Outrage is a good thing, when it is against injustice. It shows that society does have a line it does not want crossed. It also puts pressure on the system to respond. Here's the problem with it though, it tends to ignore what is already unclear. No new clarity emerges from either the outrage or the response. Media coverage of outrage does not help with clarity either, unless the media is looking deeper.
So it will be with the entire rape debate in India. In fact even before public fury over the Delhi gang-rape has quietened, as it inevitably will, media has already started breaking more rape stories from around the country. More accountability will be demanded, as will the death penalty.
Yet, if there is one government authority that is laughing all the way to the bank, it's India's police. Here is why.
The Delhi HC has reportedly asked the local police to show it the chargesheet before initiating proceedings in the gang-rape. Why would a High Court do that? Chalk it up to experience. For years the accused in rape cases have not been sincerely prosecuted, and people have been let go with lesser charges or sentencing than was to fit the crime. The Delhi Police has a particularly soiled reputation already, and responding to this week's outrage as it were, the High Court stepped up the ante.
If a High Court in the capital territory of the nation does not trust the police's due process, what does that tell you? Let me come back to this question in a different way.
Each day in India, in buses, trains and crowed public places, women are groped, fondled, teased and made the subject of lewd remarks. Eve teasing is so common, women have simply resigned themselves to it. Women just try to avoid being in situations where they will be groped. They do not hope for much else. They do not bother going to the police. Such is the reputation our police have in handing their cases.
The police need to first accept complaints from women. Instead, as is widespread in India, they dilute complaints, humiliate the victims, and eject them from the stations. Their starting point is a judgement of the victim. And much of the problem lies here. When it comes to women, most policemen are part of the original problem. Sexual harassment of any kind - the most violent kind or a lesser kind - is about the power that one sex wants to show it can wield over the other.
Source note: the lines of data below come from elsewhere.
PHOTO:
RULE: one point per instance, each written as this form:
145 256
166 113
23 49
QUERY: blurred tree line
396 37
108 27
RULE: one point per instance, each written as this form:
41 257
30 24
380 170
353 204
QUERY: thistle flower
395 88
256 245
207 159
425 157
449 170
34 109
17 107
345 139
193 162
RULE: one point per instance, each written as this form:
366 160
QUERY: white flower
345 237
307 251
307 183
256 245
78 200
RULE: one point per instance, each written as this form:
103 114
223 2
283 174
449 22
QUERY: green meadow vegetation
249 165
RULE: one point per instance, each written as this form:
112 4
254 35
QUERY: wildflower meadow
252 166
Usually it's men over women.
Still, the outrage in the nation is missing what the police and the governments are hoping will not come up.
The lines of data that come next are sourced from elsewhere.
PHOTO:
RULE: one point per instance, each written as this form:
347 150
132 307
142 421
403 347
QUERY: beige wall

Police Complaints Authorities
In 2006, the Supreme Court ordered the state governments to create one PCA per district in every state and a PCA at the state level headed by a retired judge. Human Rights groups called it landmark order. The apex court of the nation wanted PCAs to look into complaints citizens had against police misconduct or abuse of power. It could be everything from custodial torture or death or rape to not accepting FIRs to falsifying evidence.
The SC had wanted policemen to be penalised for not doing their job. It also wanted to reduce government-interference in police transfers. It wanted PCAs to act against errant officers after hearings and investigations.
Imagine this: The Supreme Court of this nation believes, that unless there was an authority to check the police, India's police would not serve its taxpayers. It would continue to operate to 'control' and 'keep order', for its political masters at state and centre, the way the British had setup the system.
When it comes to women, most policemen are part of the original problem.
If errant officers were penalised quickly, police would not themselves not behave with the kind of impunity they do now.
Yet, the majority of India's states have ignored the SC's order. Only six states setup so-called "PCAs" and mostly toothless ones, and with shady appointments that violated the principle of independence the SC wanted. Delhi set up its public grievance commission as its PCA, precisely what the SC did not order. India Together reported on all this in August 2012, as a review on whether states had complied with the SC's order. In the few states with PCAs, police officers ignore hearings and go about their business as usual. State governments themselves do not follow their own PCA verdicts to act against abusive officials. Television media have mostly let this story go.
Have you even once heard of action against police official for not investigating a complaint by a woman? Are the police who mangle charge sheets, FIRs,and file false charges every prosecuted? (It is not just about complaints by women, this applies to all disadvantaged communities, but let's stick to the issue of women here.)
In the meantime, thousands of men freely roam around the country to grope and molest women at will in public places. It takes a lot of force and pressure to get a complaint registered, even with witnesses. It is no one's case that PCAs will fix all our problems. There is much else in our society's attitude to women itself that needs attention.
But if police do not act on the most basic violations, it is a free ride for men. It sends a message of what the real social rules in the country are, not the ones on the books. The culprits feel that it is a natural order for them to be able to do what they want and get away with it. And if PCAs with teeth kept a watch on the police, it would send out the opposite message that as a society we will uphold the dignity of our women.
I do not buy the death penalty argument. From outrage to revenge is a short hop. You can sentence as many losers as you can to the gallows. More will appear, especially from amongst those who have little to lose, with a very low sense of self-worth and self-esteem.
As long as we engender a society that allow law enforcers to get away with their own crimes, law breakers will only be emboldened. This is why corruption is such a problem in this country. Like our other authorities, our police system does not have an integrity of its own to justify doing the right thing, or to remedy a wrong done to restore public faith. The PCAs will not fix all the problems but they would have sent a message to outraged women that someone would listen to them and dispense justice. That is one course-correction our society needs.
The Delhi gang-rape case is also chance for the media to get its act right. For all the coverage that rape cases get (read: ratings), very little coverage if any has been given to how state governments everywhere from Delhi to Tamilnadu have said 'we don't care' to the Supreme Court.
It is easy to drive up fury. The illumination really needed is on what the governments and police do not want you to know, and therefore not demanded. The demand for death penalties in fact is a lovely distraction for our babus and cops.